Ben 33 yaşındayım. Ağabeyimin 37 yaşında bir arkadaşı var. Bana talip oldu.
Eşinden boşanmış. 6 ve 12 yaşlarında oğullarıyla birlikte yaşıyor. Namazında birisi. İşi, imkânı yerinde. Evi, arabası da var. Bu kişiyle evlenmeme babam "Evet" diyor, annem ise karşı çıkıyor. Ben de "Çocuktan dolayı olmaz" diye düşünüyorum. Ne yapmalıyım? (Rumuz: Emel)
Karar verecek olan sizsiniz. Önce kalbinize sorun. İstek ve arzunuz var mı? O kişiye karşı bir sevgi taşıyor musunuz?
İkincisi, akıl ve mantık ölçüsünde düşündüğünüzde böyle bir evliliği yapabilir, yürütebilir misiniz?

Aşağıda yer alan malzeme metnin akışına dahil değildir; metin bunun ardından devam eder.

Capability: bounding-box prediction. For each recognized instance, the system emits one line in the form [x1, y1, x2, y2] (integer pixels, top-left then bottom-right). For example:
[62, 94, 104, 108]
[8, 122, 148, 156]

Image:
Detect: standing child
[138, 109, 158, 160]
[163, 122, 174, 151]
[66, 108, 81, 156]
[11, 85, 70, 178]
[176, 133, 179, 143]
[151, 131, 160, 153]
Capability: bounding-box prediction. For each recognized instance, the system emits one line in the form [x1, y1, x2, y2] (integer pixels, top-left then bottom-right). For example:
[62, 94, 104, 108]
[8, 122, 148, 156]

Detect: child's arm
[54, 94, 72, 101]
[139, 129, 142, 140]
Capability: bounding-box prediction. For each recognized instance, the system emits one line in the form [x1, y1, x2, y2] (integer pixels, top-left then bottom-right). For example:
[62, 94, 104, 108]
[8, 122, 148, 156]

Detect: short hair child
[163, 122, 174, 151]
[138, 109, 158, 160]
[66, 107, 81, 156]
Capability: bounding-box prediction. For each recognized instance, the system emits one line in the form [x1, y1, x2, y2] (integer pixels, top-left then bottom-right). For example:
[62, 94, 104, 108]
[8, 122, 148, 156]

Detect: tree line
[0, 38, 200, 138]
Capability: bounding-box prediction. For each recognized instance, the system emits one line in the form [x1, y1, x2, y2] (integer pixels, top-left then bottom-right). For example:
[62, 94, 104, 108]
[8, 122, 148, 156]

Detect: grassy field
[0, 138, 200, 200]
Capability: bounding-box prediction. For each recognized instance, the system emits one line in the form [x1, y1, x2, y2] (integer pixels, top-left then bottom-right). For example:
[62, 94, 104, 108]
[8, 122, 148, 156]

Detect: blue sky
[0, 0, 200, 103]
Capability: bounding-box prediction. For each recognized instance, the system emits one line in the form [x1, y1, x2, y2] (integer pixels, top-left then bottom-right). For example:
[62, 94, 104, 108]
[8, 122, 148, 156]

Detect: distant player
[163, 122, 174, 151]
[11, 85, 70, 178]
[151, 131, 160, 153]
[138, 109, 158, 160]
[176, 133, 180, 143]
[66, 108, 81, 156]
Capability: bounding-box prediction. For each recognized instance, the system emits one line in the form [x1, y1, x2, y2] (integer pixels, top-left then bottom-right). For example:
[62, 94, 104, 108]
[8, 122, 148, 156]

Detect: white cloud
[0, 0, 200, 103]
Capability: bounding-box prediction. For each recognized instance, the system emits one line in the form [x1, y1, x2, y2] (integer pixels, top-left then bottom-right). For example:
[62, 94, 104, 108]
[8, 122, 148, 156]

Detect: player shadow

Yoksa taşımakta zorlanır mısınız?
Ruhen hazır değilseniz, aile yükünü kaldırmak zor gelecekse, kendinizde böyle bir takat ve enerji göremiyorsanız, baştan yorulmayın, hemen kafanızdan silin, düşünmeyin.
Fakat "Bu kişiye eş, çocuklarına da anne olurum" diyorsanız, "ilk zamanlar biraz zor gelse de ileride alışırım" gibi içinizde bir kanaat oluşuyorsa, bu evliliği düşünmenizde fayda vardır.
Çünkü bu şekilde evlenip hem eşiyle hem de çocuklarla geçinip giden insanlar az değil. Her ne kadar evde baba varsa da çocuk sürekli bir anne şefkatine muhtaçtır.
Siz bu şefkati göstereceğinize inanıyorsanız böyle bir evlilik neden gerçekleşmesin?
Fakat anneniz karşı çıktığı için onu ikna edip gönlünü almak zaman alabilir. Çünkü babanız ve ağabeyiniz evliliğinize taraftarlar.
Her evliliğin kendine göre zorlukları vardır. Burada çocuklardan dolayı bir sıkıntı yaşansa bile, "babaları" çocuklarının hatırı için size karşı şükran hisleri duyacaktır. Size olan sevgisi ve saygısı, hizmeti ve ilgisi bir kat daha artacaktır.
Bu arada maddi imkânının ve manevi yönünün yeterli olmasını da bir tercih sebebi olarak görebilirsiniz. Aranızdaki yaş farkı da pek fazla değil zaten.
Fakat bütün bunlarla birlikte ortak aile kararına göre hareket etmeniz daha isabetli olacaktır.
Eşimi kıskandırmak istemiştim
Eşimle aramız bozuk olduğu için hocalara gittim. "Büyü var" dediler. Hoca ne dediyse yaptım. "Kıskandır" dedi. Ben de internetten bir arkadaş buldum. Sohbet ettim. Eşim kıskandı fakat şimdi de "kendisini kıskandırmak için yaptığıma" inanmıyor, boşanmak istiyor. (Rumuz: Gülten)
"Olacak şey değil" diye bir deyim var ya, sizin durumunuz buna benziyor.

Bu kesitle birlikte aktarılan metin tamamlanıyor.